Clustering lab result interpretation map

adjusted_rand_score uses the hidden synthetic labels only so this teaching lab can verify behavior. In real clustering work, you usually do not have labels, so you rely on metrics, visualization, and business interpretation.

K-Means: Choose K

K-Means repeats three steps:

  1. place K centroids;
  2. assign each point to the nearest centroid;
  3. move each centroid to the mean of its assigned points.

The lab compares candidate K values:

k=2 inertia= 417.4 silhouette=0.527
k=3 inertia= 16.4 silhouette=0.869
k=4 inertia= 14.6 silhouette=0.690

Here K=3 is the best practical choice:

  • inertia drops sharply from K=2 to K=3;
  • silhouette is highest at K=3;
  • adding more clusters lowers inertia but makes the grouping less separated.

Do not choose K from inertia alone. Inertia always improves when K increases, because smaller groups are easier to fit.

K-Means Assumption

K-Means works best when clusters are:

  • roughly round;
  • similarly sized;
  • separated by distance;
  • measured on comparable feature scales.

It struggles when clusters are curved, nested, noisy, or very different in density.

DBSCAN: Find Dense Regions

DBSCAN does not ask for K. It asks:

Which points have enough neighbors inside radius eps?

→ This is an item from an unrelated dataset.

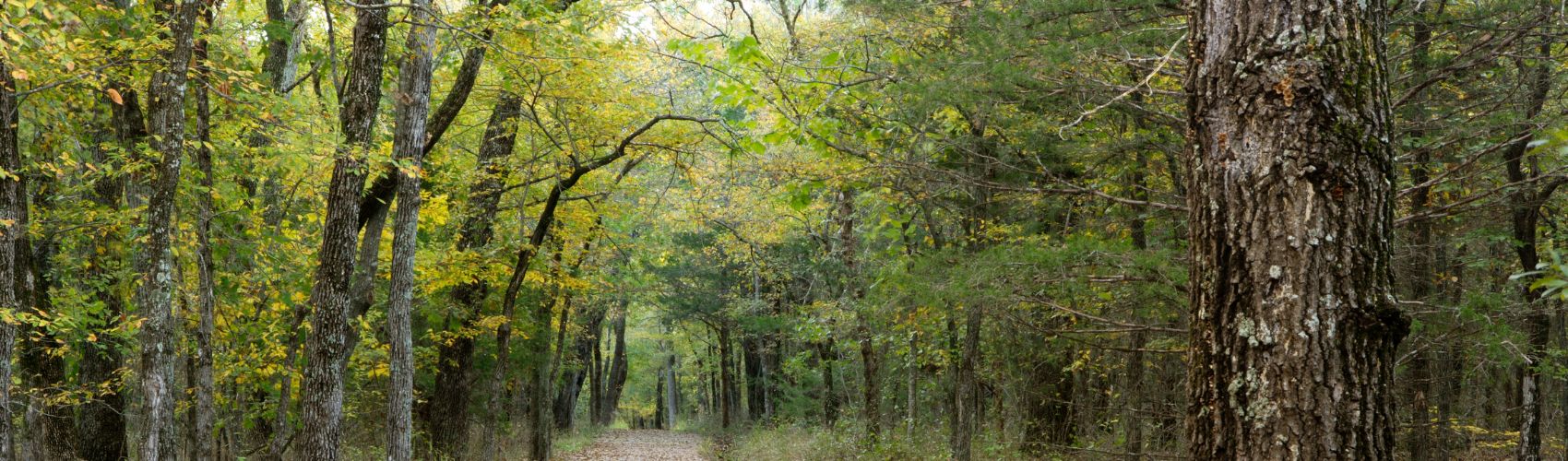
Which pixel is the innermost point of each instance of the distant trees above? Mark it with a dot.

That makes it useful for curved shapes and noisy data. The lab shows the shape mismatch:

kmeans_moon_ari= 0.475
dbscan eps=0.25 clusters=2 noise=1 ari=0.995

K-Means tries to cut the moons into distance-based regions. DBSCAN follows dense curves, so it recovers the two moon shapes.

The key parameter is eps:

dbscan eps=0.15 clusters=12 noise=37
dbscan eps=0.25 clusters=2 noise=1

If eps is too small, DBSCAN breaks one real group into many small pieces. If eps is too large, it can merge groups together.

Hierarchical Clustering

Hierarchical clustering repeatedly merges nearby groups. It is useful when you want to inspect nested relationships or create a dendrogram outside this minimal script.

In the lab:

agglomerative_ari= 1.0

linkage="ward" works well on the round blob data because it prefers compact clusters. For non-round shapes, it may not be enough by itself.

Algorithm Choice

Data shape / goalGood first choiceWhy
Round, compact groupsK-Meansfast, simple, strong baseline
Unknown K, noisy curved shapesDBSCANcan mark noise and follow dense regions
Need hierarchy inspectionAgglomerative clusteringshows merge structure
Very high-dimensional embeddingsK-Means or HDBSCAN-style toolscompare with visualization and retrieval checks
Business segmentationK-Means baseline plus domain reviewgroups must be actionable, not only pretty

For experienced readers: clustering should be evaluated as a workflow, not just an algorithm score. Check stability under resampling, feature changes, scaling choices, and different random seeds.

Practical Debugging Checklist

SymptomLikely causeFix
K-Means result changes a lotinitialization instabilityuse n_init="auto", try several seeds
More K always looks better by inertiainertia always decreases with Kalso use silhouette and business interpretability
DBSCAN returns mostly noiseeps too small, features not scaledscale features, increase eps
DBSCAN returns one giant clustereps too largedecrease eps
Clusters look nice but are uselessfeatures do not match actionsdefine what each cluster will change in the product

Practice

  1. Change cluster_std in make_blobs() from 0.85 to 1.5. How does silhouette change?
  2. Add K=6 to the K-Means loop. Does inertia improve? Does silhouette improve?
  3. Try min_samples=10 in DBSCAN. What happens to noise count?
  4. Replace the synthetic data with customer data. Scale numeric features first, then explain each cluster in plain language.
  5. Run the same clustering twice with different seeds. Are the groups stable enough to trust?

Pass Check

You are done when you can explain:

  • clustering creates a hypothesis, not a guaranteed truth;
  • K-Means is a strong baseline for round, compact groups;
  • inertia alone cannot choose K;
  • DBSCAN is useful for dense curved shapes and noise;
  • the final cluster names must be validated by real-world meaning.